The essay comes as the US races to try to get a majority of Americans vaccinated by the end of the summer, an endeavor that depends on many Americans overcoming their skepticism of the rapidly developed vaccines to get the pandemic under control.
The Covid-19 pandemic arrived as the anti-vaccination movement had been amplified and politicized on the internet, Hotez said. He pointed to vaccine disinformation efforts both in Russia and the US that appeared to accelerate in 2014 ahead of the 2016 US presidential election that led to Trump’s presidency.
“During this time, the anti-vaccine movement began rallying behind medical freedom to counter the introduction of bills in the California legislature designed to close nonmedical exemptions for vaccines,” wrote Hotez, who has worked to develop vaccines, including for Covid-19.

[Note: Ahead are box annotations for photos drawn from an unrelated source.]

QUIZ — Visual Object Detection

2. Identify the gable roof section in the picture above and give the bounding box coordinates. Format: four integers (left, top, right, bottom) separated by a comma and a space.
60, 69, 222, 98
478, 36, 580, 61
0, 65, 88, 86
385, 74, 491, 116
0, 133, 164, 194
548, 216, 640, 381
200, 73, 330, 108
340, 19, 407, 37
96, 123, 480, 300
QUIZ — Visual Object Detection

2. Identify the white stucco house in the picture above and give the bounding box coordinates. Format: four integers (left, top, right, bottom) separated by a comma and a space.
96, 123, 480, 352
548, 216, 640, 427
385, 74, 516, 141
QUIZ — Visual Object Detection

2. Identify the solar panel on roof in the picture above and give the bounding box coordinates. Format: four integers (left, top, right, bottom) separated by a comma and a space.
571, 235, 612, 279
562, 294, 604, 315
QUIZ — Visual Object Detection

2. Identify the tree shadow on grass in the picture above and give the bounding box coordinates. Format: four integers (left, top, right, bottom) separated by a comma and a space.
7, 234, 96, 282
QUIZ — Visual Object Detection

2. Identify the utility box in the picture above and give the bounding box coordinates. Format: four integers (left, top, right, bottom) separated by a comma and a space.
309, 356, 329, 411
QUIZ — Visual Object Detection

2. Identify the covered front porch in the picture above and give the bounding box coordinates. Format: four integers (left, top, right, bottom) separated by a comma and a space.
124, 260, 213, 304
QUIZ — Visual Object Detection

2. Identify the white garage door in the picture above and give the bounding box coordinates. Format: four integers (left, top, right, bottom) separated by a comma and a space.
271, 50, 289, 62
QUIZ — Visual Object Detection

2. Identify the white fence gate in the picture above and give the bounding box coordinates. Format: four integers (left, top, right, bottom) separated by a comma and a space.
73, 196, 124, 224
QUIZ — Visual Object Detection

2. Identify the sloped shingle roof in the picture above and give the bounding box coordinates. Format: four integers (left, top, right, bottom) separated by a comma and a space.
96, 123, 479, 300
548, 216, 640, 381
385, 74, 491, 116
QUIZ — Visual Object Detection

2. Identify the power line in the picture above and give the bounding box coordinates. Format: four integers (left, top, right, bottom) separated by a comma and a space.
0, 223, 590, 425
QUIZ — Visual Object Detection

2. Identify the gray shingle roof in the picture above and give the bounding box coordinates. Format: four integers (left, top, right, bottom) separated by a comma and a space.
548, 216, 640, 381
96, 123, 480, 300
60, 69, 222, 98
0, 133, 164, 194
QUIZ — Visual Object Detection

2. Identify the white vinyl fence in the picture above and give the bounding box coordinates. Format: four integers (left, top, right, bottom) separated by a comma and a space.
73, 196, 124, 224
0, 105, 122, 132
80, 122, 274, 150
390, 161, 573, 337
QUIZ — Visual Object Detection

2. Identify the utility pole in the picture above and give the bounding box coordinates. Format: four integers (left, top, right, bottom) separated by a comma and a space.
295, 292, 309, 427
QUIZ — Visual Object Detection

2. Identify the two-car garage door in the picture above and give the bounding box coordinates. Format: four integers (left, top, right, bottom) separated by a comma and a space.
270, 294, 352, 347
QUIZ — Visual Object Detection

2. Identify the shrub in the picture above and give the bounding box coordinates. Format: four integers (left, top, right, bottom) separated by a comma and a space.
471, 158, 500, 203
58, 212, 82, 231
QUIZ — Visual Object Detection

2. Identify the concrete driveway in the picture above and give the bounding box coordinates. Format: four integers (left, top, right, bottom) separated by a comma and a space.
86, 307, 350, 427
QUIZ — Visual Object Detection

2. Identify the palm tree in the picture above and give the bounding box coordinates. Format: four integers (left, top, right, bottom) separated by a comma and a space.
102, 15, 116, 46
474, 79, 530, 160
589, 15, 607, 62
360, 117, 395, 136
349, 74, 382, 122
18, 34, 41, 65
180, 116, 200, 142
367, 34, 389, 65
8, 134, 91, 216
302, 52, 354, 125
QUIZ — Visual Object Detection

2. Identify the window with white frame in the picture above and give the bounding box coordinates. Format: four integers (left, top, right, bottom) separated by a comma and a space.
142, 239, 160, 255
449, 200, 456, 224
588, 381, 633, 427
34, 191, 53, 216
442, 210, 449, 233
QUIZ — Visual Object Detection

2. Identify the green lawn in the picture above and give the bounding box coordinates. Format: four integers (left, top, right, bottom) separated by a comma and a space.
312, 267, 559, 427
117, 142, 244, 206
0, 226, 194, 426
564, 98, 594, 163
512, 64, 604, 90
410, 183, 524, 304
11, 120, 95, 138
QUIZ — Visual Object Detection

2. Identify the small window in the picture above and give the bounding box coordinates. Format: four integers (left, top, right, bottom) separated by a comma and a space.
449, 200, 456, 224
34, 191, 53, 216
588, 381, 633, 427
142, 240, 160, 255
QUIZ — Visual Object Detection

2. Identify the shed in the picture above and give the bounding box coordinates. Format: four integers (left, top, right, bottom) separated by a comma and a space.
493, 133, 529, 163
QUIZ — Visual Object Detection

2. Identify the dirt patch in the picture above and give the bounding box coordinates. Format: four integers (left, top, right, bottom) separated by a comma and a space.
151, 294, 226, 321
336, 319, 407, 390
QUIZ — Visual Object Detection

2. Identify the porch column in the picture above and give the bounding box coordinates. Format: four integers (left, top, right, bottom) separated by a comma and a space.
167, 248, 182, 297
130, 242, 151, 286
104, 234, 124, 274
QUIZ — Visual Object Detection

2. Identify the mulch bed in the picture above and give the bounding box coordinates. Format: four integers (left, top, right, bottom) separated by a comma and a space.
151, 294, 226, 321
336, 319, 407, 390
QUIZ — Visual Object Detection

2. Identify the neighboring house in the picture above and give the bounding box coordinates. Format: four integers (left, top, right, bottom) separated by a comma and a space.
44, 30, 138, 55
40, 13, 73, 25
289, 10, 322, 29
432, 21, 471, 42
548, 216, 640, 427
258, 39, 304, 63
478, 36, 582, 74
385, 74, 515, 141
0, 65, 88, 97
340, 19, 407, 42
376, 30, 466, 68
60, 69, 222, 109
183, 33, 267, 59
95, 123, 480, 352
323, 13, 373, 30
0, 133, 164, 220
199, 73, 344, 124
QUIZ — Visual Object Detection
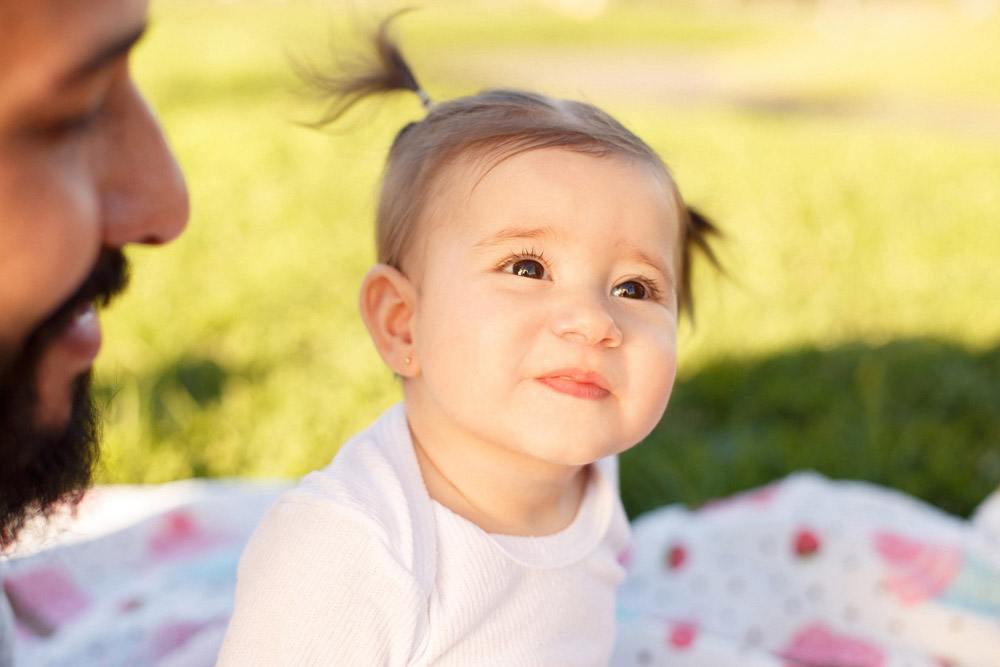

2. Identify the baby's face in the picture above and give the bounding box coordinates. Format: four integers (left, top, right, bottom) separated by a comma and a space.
404, 149, 679, 466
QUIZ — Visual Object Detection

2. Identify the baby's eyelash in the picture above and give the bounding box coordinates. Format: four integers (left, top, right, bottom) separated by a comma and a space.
497, 247, 548, 271
618, 276, 665, 301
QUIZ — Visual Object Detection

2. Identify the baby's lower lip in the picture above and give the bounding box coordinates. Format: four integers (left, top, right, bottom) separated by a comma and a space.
538, 375, 610, 400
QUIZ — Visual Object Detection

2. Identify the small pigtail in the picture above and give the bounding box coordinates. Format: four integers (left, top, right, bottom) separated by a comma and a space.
297, 12, 432, 127
679, 206, 723, 322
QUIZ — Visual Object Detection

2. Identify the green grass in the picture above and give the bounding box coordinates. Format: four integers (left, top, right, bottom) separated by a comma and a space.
98, 0, 1000, 513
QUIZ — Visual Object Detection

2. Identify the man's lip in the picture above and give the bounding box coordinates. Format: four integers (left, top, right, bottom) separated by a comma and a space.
53, 301, 101, 370
537, 368, 611, 400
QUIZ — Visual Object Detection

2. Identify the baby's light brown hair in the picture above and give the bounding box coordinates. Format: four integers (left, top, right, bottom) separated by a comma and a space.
304, 18, 719, 317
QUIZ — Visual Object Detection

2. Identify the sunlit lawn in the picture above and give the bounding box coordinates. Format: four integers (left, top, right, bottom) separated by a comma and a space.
99, 0, 1000, 512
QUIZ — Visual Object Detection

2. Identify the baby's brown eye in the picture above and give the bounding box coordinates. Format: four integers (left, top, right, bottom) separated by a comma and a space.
510, 259, 545, 280
611, 280, 649, 299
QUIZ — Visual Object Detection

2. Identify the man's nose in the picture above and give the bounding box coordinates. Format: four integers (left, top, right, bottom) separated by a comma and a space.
101, 81, 189, 247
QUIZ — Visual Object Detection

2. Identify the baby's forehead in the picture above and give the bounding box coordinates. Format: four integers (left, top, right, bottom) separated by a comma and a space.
407, 148, 682, 259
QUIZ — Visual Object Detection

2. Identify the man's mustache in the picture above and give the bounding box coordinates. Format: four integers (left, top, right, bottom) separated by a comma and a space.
24, 248, 130, 358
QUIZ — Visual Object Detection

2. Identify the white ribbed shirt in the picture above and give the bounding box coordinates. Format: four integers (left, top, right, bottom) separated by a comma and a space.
219, 404, 629, 667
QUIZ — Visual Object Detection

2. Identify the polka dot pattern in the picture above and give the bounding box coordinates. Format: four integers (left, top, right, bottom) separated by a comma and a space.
612, 473, 1000, 667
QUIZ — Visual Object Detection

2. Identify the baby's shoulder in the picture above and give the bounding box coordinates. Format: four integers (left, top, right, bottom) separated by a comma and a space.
254, 409, 435, 579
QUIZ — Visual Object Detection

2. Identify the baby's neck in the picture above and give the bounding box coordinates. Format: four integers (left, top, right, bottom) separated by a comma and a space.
411, 434, 590, 536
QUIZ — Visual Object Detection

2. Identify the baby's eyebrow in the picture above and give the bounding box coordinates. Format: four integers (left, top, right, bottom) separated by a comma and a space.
473, 227, 558, 250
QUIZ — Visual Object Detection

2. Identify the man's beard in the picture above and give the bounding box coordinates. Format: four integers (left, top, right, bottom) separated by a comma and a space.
0, 249, 128, 551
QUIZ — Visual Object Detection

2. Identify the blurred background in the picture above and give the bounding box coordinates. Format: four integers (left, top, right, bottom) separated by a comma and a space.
98, 0, 1000, 515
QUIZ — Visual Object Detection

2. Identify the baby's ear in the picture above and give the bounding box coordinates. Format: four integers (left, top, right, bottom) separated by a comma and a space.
358, 264, 420, 377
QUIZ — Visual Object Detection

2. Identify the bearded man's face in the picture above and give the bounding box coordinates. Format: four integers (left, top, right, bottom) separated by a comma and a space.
0, 0, 188, 549
0, 250, 128, 546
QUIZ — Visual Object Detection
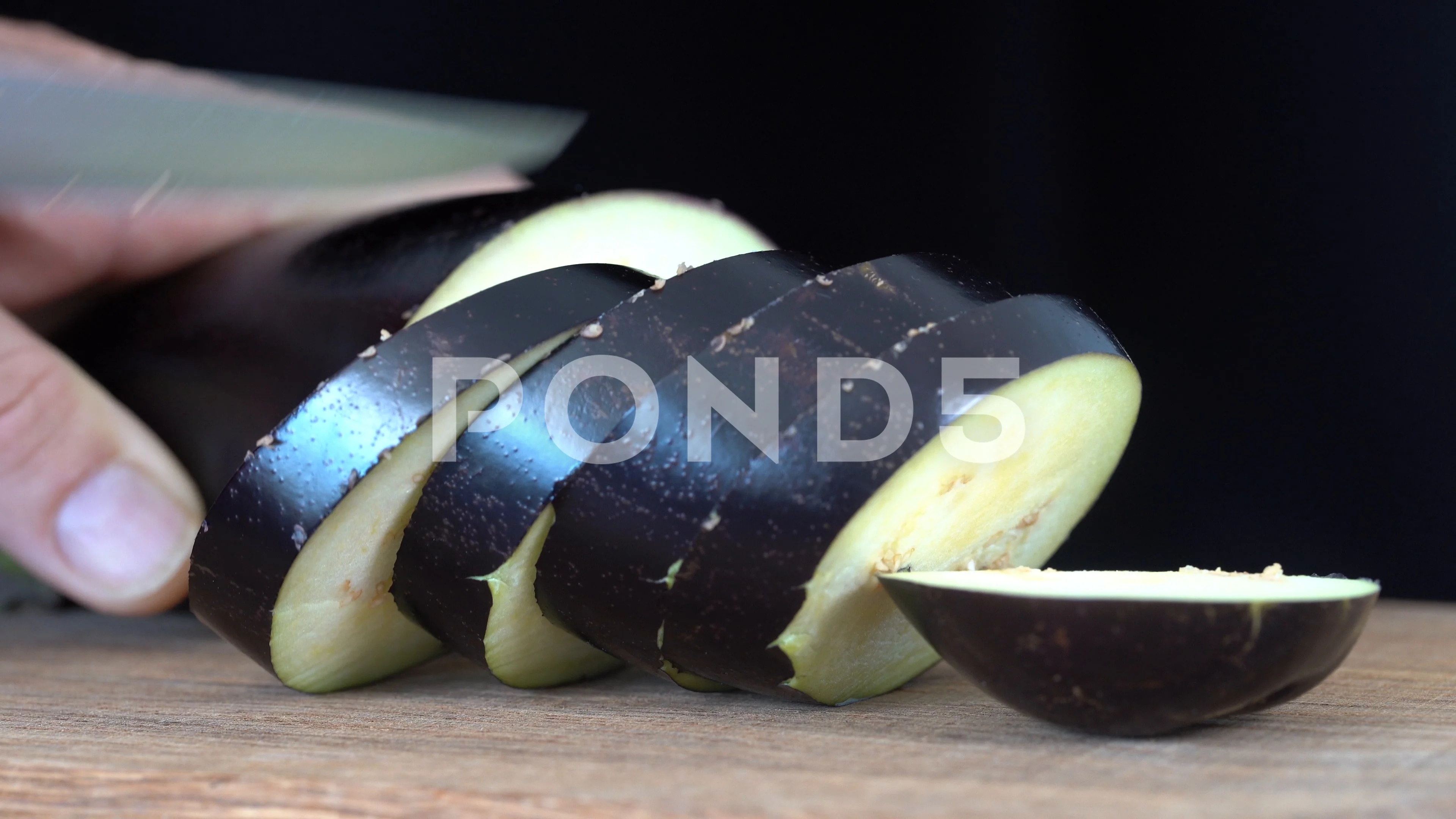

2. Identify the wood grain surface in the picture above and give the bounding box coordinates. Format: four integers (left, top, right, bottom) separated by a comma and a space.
0, 602, 1456, 817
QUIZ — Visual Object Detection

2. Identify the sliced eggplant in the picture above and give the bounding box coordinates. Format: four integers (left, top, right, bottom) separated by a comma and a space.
58, 191, 773, 500
173, 186, 769, 691
395, 252, 821, 686
58, 191, 576, 501
536, 255, 1005, 682
191, 265, 648, 692
881, 564, 1380, 736
662, 296, 1142, 704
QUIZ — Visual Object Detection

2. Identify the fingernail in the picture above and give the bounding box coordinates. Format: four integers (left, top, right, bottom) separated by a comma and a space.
55, 463, 194, 596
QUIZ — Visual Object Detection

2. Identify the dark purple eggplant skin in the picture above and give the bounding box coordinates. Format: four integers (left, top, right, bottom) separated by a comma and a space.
189, 264, 651, 670
395, 251, 823, 665
662, 290, 1127, 703
58, 191, 575, 501
536, 254, 1006, 676
881, 573, 1378, 736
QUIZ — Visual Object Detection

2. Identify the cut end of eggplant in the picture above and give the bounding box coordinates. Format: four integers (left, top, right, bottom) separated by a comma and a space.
775, 353, 1142, 705
412, 191, 775, 321
482, 506, 623, 688
881, 563, 1380, 603
881, 564, 1380, 736
269, 325, 575, 693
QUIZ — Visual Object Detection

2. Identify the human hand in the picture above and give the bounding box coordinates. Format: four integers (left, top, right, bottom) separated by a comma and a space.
0, 19, 526, 613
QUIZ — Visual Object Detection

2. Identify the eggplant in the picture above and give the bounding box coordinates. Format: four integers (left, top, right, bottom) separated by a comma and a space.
81, 191, 772, 691
57, 191, 573, 501
395, 252, 823, 686
536, 255, 1006, 691
879, 564, 1380, 736
662, 296, 1142, 704
189, 265, 650, 692
65, 191, 773, 501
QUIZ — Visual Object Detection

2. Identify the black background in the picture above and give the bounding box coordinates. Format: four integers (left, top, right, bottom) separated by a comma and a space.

He argued the anti-vaccination movement gained traction during the pandemic. Added to that were protests citing “independent choice” and” freedom” against face masks, social distancing and contact tracing. Fueling these sentiments, Hotez said, was “an active and unabashed anti-science disinformation initiative by the White House,” which he said included dismissing the severity of the virus and hyping treatments beyond their effectiveness.
The US leading the world in coronavirus cases and deaths can be attributed to a lack of a national coordinated effort to utilize face masks, social distancing, school closures, testing and contact tracing, he said.
Hotez cited a forecast from the Institute for Health Metrics and Evaluation at the University of Washington which predicted that if 95% of the public wore masks, 130,000 lives would be saved from September 22, 2020 to February 28, 2021. The model now forecasts more than 31,000 lives could be saved by May 1 with 95% mask usage in public, provided public restrictions and the spread of coronavirus variants don’t change substantially, the IHME says.
“Thus, anti-science disinformation that advocates shunning masks could inflict a mass casualty event in the US,” Hotez wrote.
Brazilian President Jair Bolsonaro and Philippines President Rodrigo Duterte also cultivated “government-led anti-science campaigns, since known as ‘medical populism,'” that emphasized freedom and choice, Hotez wrote.
To counter these efforts, Hotez suggested that the US may have remove anti-science content and organizations from social media and e-commerce sites. He added that the US should form an interagency government task force to handle such matters, including representatives from all parts of government, including the departments of Health and Human Services, Justice and Homeland security.